CHART OF FED INTEREST RATE CUT PROBABILITIES (FUTURES-IMPLIED)
Since the beginning of February,interest rate traders have priced in an additional 15-basis points of cuts from the Fed by next year according to the latest overnight swaps data. A full quarter-point interest rate cut from the Fed is now expected by June 2020.
Lofty Fed rate cut bets now being priced in to combat rekindled recession odds and an inverted yield curve have potential of unwinding, however, and could send the US Dollar quickly snapping back higher. This development would likely come in response to robust consumer confidence data or improving risk appetite.

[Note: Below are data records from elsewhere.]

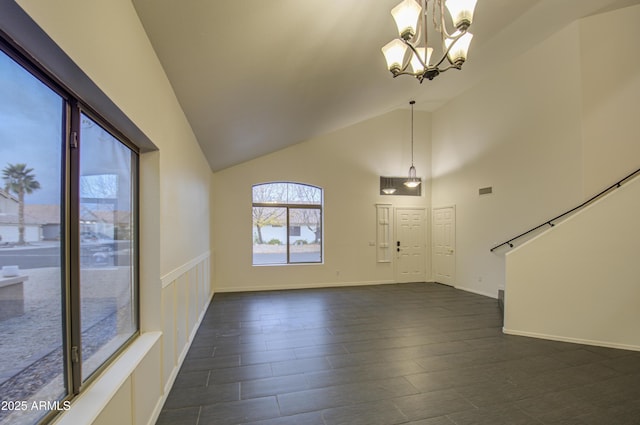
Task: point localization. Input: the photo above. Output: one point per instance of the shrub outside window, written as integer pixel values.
(287, 223)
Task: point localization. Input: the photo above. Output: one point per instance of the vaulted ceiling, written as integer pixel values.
(256, 76)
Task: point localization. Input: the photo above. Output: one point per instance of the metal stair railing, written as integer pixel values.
(551, 223)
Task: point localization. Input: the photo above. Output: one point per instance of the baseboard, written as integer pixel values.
(606, 344)
(474, 291)
(256, 288)
(174, 373)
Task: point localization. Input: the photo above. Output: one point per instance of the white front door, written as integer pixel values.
(444, 241)
(410, 245)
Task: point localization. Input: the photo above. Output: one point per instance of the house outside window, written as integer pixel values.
(287, 223)
(68, 242)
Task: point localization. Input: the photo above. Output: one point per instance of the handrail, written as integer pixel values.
(582, 205)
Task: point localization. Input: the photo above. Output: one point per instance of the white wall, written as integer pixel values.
(518, 132)
(610, 97)
(576, 281)
(107, 41)
(346, 164)
(548, 131)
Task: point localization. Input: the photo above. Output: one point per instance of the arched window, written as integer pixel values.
(287, 223)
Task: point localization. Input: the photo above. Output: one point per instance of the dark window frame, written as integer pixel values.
(73, 107)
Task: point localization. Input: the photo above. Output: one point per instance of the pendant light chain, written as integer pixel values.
(412, 103)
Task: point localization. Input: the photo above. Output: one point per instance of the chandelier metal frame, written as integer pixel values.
(414, 38)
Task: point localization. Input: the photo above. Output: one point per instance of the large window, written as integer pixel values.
(287, 223)
(68, 256)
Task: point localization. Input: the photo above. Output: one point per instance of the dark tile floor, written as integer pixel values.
(421, 354)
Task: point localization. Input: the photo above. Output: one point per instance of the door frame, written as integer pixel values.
(426, 256)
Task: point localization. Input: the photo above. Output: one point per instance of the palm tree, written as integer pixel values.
(20, 180)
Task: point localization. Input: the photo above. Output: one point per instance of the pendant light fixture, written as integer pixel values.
(413, 180)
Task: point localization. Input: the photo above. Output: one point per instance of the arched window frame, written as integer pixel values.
(297, 210)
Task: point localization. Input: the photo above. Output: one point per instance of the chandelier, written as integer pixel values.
(412, 49)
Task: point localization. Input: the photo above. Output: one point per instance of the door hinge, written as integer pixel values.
(73, 140)
(74, 355)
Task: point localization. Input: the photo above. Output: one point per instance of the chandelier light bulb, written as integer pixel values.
(461, 12)
(394, 53)
(406, 15)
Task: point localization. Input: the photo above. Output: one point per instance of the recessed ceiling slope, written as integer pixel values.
(254, 77)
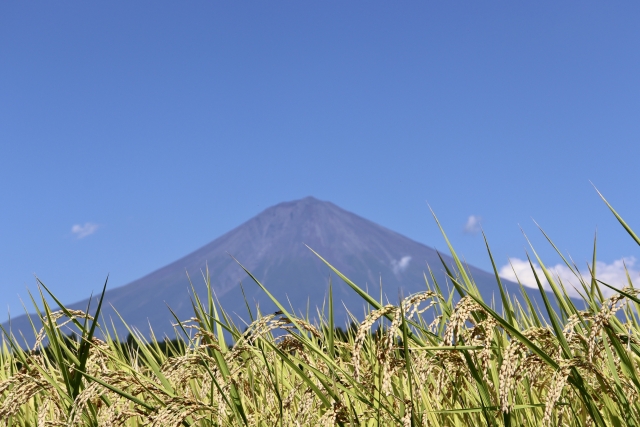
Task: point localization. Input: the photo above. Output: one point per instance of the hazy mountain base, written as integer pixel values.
(272, 246)
(471, 366)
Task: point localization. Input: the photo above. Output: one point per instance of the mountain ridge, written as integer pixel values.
(272, 246)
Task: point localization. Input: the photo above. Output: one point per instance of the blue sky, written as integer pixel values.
(132, 133)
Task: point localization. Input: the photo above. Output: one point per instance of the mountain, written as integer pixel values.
(272, 246)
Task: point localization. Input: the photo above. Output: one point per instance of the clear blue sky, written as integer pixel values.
(165, 124)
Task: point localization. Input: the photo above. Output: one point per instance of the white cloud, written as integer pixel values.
(400, 266)
(82, 231)
(612, 274)
(473, 224)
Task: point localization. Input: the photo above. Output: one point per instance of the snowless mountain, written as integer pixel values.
(272, 246)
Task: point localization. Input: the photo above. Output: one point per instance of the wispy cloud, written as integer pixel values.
(473, 224)
(400, 266)
(613, 274)
(83, 230)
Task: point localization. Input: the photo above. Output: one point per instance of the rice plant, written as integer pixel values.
(435, 358)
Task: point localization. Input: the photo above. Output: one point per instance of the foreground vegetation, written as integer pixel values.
(437, 358)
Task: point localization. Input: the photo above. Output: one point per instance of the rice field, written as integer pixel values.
(437, 358)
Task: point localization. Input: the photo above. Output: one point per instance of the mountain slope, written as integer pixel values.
(272, 246)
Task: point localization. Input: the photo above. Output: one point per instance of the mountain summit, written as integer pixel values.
(272, 246)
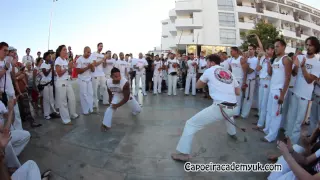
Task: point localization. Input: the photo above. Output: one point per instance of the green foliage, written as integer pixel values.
(266, 32)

USD PRICE OUTLOOK – US DOLLAR IMPLIED VOLATILITY & TRADING LEVELS
Learn More: US Dollar Volatility Report – USD Price Analysis & Trading Levels
Judging by the latest overnight implied volatility readings across key US Dollar crosses, currency volatility looks set to spike over the next 24-hours. This underscores the importance of keeping close tabs on high-impact economic indicators such as the monthly release of consumer confidence data.
USD/JPY overnight implied volatility of 9.0% ranks in the top 95th percentile of measurements taken over the last 12-months and compares to its 20-day average reading of 5.6%. NZD/USD is expected to be the most active US Dollar currency pair out of the G7 majors with an overnight implied volatility reading of 10.0%.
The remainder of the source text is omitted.